The guidelines are direct about the risk of running budget structures and organisational structures as two separate worlds. That creates what they call "administrative shadow-accounting", where nobody is sure who is accountable for what. The fix is alignment between the two.

From national to provincial

The same rules reach down to the provinces, but they are applied differently.

Many public services, like health and education, are concurrent functions. National departments set the policy, and provincial departments deliver it. To keep this honest, the guidelines require uniform budget programme structures across provinces in each sector. Uniformity lets Treasury compare provinces, benchmark them sector by sector, consolidate budgets, and track whether a national priority is actually being delivered in all nine provinces.

Because of this, a province cannot quietly redesign its own structure. Changes to provincial budget programme structures are a collaborative, sector-wide exercise, led by the relevant national department and signed off by National Treasury. National changes go to Treasury's Public Finance division. Provincial changes go to its Intergovernmental Relations division. And as a rule, structures should not change more than once in a five-year electoral cycle.

This is where the national rule on unfunded mandates bites hardest. When a national department hands a policy to a province or municipality without fully costing it, the lower sphere is left to deliver a promise it was never funded to keep.
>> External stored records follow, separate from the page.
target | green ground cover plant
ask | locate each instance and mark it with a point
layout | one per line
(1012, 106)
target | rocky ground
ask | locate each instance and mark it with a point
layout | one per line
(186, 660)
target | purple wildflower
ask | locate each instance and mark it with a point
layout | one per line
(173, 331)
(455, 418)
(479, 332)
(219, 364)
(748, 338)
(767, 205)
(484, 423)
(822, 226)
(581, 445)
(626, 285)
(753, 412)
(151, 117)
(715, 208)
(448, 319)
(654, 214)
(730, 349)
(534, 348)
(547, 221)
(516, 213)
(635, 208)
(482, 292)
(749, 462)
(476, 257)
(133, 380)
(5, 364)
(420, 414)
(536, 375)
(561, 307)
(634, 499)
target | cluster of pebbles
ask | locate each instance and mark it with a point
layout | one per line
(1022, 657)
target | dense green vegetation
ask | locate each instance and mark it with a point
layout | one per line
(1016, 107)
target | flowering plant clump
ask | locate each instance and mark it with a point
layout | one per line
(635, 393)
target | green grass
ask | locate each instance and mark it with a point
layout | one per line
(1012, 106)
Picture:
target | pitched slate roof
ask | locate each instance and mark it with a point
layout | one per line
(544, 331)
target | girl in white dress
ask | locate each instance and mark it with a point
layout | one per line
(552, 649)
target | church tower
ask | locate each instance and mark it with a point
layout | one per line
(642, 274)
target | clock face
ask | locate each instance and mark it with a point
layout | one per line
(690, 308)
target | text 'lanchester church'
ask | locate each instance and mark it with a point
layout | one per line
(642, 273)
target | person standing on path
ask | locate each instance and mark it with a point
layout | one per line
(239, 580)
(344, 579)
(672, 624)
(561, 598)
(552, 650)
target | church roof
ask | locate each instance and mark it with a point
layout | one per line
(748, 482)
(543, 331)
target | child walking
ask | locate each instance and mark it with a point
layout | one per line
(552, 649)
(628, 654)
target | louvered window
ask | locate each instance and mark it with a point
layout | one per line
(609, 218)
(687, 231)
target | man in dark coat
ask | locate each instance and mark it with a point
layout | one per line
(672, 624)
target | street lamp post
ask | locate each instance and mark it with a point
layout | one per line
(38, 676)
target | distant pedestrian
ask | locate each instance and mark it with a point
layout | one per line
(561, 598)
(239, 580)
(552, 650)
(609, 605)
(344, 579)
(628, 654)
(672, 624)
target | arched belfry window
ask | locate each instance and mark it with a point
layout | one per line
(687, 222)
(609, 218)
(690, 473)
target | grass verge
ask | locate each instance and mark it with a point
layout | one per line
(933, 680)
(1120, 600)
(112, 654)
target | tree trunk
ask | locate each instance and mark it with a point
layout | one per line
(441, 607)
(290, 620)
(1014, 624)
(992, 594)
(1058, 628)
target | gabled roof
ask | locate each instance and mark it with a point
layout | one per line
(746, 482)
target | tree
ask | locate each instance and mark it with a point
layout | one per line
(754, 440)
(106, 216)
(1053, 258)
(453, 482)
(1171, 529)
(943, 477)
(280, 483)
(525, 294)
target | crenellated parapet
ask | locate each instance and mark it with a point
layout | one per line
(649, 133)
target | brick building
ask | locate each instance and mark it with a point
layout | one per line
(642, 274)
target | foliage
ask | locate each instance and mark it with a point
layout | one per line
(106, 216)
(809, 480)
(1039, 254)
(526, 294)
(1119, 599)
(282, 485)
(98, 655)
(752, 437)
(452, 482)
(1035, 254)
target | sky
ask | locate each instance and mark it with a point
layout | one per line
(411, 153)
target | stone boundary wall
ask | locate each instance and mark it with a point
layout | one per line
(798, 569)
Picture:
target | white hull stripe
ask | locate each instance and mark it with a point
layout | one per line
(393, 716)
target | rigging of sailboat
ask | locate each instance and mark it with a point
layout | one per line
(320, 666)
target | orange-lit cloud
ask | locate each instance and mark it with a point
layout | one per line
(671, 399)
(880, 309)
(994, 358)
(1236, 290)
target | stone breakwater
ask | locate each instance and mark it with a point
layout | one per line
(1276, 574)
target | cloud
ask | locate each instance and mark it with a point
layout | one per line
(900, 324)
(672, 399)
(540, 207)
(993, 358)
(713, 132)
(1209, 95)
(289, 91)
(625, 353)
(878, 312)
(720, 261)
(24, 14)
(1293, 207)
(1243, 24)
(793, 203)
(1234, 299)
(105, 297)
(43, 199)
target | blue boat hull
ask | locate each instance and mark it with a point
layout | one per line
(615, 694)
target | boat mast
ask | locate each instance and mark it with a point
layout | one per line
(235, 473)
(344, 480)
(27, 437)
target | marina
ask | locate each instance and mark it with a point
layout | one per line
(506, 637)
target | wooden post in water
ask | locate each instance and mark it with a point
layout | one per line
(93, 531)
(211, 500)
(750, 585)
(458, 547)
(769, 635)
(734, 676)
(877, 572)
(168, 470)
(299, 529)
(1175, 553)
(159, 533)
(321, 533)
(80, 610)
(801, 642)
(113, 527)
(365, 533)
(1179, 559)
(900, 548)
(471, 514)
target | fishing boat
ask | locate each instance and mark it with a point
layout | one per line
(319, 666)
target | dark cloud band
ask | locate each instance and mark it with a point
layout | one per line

The new guidelines try to close that gap by making national departments cost their policies up front and align them with the fiscal framework.

What this means for you

If your work touches public money, several things change at once. Performance data is now a funding risk. Under TARS and PAM, a programme that cannot prove results is a candidate to be cut. Weak or missing performance indicators are no longer just an audit finding. They are a reason to lose your budget.

Headcount is under pressure. With compensation capped at 2026 limits, departments and entities have to manage staff numbers carefully. That affects planning, restructuring advice, and how teams are costed.

Costing must be tight. Conditional grants, transfers to entities, and shared services all have to be traceable to the right programme. Genuine overheads stay in Administration, but specialised services done for another programme must be identifiable. Sloppy cost attribution will not survive the new structure.

For practitioners with private clients, the spillover is real. Tighter spending, reprioritised baselines and closed programmes can change contract volumes and payment timelines for any business that depends on government work. Your clients will feel it before they understand it.

And there is a timing point that is easy to miss. The budget calendar is now public and the process has only just begun. The time to engage is now, not in February 2027 when the numbers are locked. CIBA has long argued that the smart move is to comment before the budget is written, not after, the same approach it took when it raised concerns directly with Treasury, as set out in 5 Key Comments From CIBA on the 2025 Tax Amendment Bill.

The practical takeaway

Do not wait for the Budget Review to react. This week, you can:

  • Map your programmes to the three new types and check that each has a named manager and outcome-linked indicators.

  • Stress-test for TARS. Be honest about which programmes look low priority or underperforming, and build the evidence to defend the ones worth keeping.

  • Cost every mandate before agreeing to deliver it, especially anything handed down from national to provincial or local level.

  • Fix your cost attribution so the full cost of each programme is clear and overheads sit where they belong.

  • Engage early in the open budget calendar while the numbers can still move.

The departments and professionals who treat results as the language of budgeting will keep their funding. The ones who cannot prove their value will spend the next three years explaining cuts.